A skilled workforce is critical to a strong economy. North Carolina’s 58 community colleges are providing communities with the tools needed to build their talent, knowledge and skills for strong local economies.
Golden LEAF staff recently joined EducationNC (EdNC) and the John M Belk Endowment on the Awake58 tour of North Carolina’s 58 community colleges with the purpose of personally observing the work that community colleges do in and for the state.
The tour served as an opportunity to showcase the broad influence that the state’s community colleges have in local communities, and how important partnerships, like the ongoing partnership with Golden LEAF, are critical to the state’s rural economy.
“Community colleges are the partner we need to help us live out our mission to transform the economy of rural, tobacco-dependent and economically distressed areas of North Carolina,” said Dan Gerlach, Golden LEAF President. “Simply put, Golden LEAF needs community colleges to thrive and succeed.”
The Golden LEAF Foundation has supported North Carolina’s community colleges for almost 20 years, investing $103 million in grants to support workforce training programs and scholarships at individual community colleges around the state. In addition, the Foundation has granted $8 million in statewide biotechnology training through the North Carolina Community College System.
Golden LEAF invests in building North Carolina’s human infrastructure. The Foundation has supported a range of community college training programs to fulfill this vision such as nursing, truck driving, welding, mechatronics, agribusiness, culinary arts, and advanced manufacturing.
Golden LEAF staff saw many of these grants in action. They were pleased with what they saw.
“Leaders at community colleges care about and are deeply invested in the communities they serve,” said Miranda Dalton, Golden LEAF Program Officer. “Community college leaders are in tune with their community’s strengths and challenges.”
When new needs arise, Golden LEAF is often asked to partner with community colleges by providing equipment or expanding available training space so that the employer can stay and grow in the area.
“The colleges work well with local industry to create the right training programs to prepare their students and local businesses for success,” said Jason Rochelle, Golden LEAF Program Officer.

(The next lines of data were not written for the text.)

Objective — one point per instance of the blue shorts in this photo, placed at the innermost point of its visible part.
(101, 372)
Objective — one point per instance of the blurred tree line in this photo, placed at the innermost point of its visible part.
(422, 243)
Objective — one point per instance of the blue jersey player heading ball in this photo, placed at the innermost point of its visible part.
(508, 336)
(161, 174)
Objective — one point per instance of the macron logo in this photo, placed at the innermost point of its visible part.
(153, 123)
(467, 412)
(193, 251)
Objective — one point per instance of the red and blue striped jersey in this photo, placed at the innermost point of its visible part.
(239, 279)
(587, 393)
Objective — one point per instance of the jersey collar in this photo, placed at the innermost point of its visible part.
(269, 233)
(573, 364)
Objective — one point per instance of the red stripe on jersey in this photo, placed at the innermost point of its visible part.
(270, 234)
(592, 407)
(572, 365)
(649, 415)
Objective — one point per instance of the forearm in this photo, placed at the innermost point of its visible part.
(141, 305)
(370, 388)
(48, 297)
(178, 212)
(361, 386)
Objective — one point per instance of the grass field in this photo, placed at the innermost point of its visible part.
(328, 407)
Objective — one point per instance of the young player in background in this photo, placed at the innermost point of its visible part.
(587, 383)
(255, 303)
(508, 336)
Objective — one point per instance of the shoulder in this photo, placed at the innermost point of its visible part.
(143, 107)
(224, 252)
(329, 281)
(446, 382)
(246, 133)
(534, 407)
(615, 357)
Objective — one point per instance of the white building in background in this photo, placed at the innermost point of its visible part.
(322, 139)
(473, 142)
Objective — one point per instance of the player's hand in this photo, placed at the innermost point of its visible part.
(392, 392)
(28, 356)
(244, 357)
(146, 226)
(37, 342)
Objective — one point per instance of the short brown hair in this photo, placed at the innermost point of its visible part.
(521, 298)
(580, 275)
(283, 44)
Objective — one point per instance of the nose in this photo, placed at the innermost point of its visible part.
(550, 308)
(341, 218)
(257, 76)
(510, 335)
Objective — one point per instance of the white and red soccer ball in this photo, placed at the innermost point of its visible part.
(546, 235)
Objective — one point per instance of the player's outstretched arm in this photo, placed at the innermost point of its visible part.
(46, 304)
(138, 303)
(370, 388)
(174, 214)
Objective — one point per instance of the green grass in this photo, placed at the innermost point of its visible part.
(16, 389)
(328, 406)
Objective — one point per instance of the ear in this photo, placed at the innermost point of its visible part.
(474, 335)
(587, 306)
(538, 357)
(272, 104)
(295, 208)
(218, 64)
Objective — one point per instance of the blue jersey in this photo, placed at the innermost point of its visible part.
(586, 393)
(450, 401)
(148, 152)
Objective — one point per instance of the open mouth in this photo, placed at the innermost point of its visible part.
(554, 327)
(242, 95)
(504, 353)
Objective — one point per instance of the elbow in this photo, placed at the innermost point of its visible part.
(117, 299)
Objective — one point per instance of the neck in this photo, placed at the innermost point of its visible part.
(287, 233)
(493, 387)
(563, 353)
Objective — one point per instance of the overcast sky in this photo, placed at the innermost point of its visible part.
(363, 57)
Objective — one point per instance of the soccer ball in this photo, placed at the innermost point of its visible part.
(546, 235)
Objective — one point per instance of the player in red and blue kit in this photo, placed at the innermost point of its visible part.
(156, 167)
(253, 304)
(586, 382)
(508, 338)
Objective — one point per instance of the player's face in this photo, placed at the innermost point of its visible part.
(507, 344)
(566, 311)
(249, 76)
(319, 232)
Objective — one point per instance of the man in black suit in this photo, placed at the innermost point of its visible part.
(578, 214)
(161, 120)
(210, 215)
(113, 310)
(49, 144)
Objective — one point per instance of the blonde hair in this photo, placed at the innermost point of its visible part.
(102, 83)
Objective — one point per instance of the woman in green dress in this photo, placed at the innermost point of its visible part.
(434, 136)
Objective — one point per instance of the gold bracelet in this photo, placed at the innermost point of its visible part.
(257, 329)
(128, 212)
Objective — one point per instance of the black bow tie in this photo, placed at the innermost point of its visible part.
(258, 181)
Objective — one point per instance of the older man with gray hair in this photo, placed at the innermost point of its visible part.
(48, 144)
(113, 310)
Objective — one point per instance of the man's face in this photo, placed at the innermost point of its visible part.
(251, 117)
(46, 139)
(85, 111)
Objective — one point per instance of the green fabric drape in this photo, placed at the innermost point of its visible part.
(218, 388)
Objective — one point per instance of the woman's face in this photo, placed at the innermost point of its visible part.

Community colleges are ideal partners for the Foundation because successful workforce programs for Golden LEAF often include the placing of workers in new jobs or increasing the skills of incumbent workers. In the case of job creation or expansion projects, Golden LEAF asks community colleges to report employment numbers.
“These colleges are small enough to really know their students, care about their long-term success, and often help place them in local jobs,” said Marilyn Chism, Golden LEAF Program Officer.
Because of this close relationship with the colleges, Golden LEAF is better able to track its return on investment. Community colleges have consistently shown that they are both building the numbers of workers getting trained for available jobs and helping workers expand their skill sets.
“We have all heard about the skills-gap and challenges industry faces in finding qualified workers to fill jobs in a highly-automated and rapidly-changing global economy,” said Dr. Mark Sorrells, Golden LEAF Senior Vice President. “Strategic partnerships between education and industry are more critical than ever. The need to act collectively, to more closely align the education-to-work continuum, has increased as our state and national economies creep closer to full employment.”
Community colleges offer a broad range of services to more closely align the education-to-work continuum.
“Community colleges are a particularly strong fit for Golden LEAF’s work in rural economic development,” said Suzanne Keil, Golden LEAF Program Officer. “Not only do they provide access to workforce training programs but also to basic skills, preparation for bachelor’s degrees, vocational programs and needed industry credentials — and in a one-stop-shop.”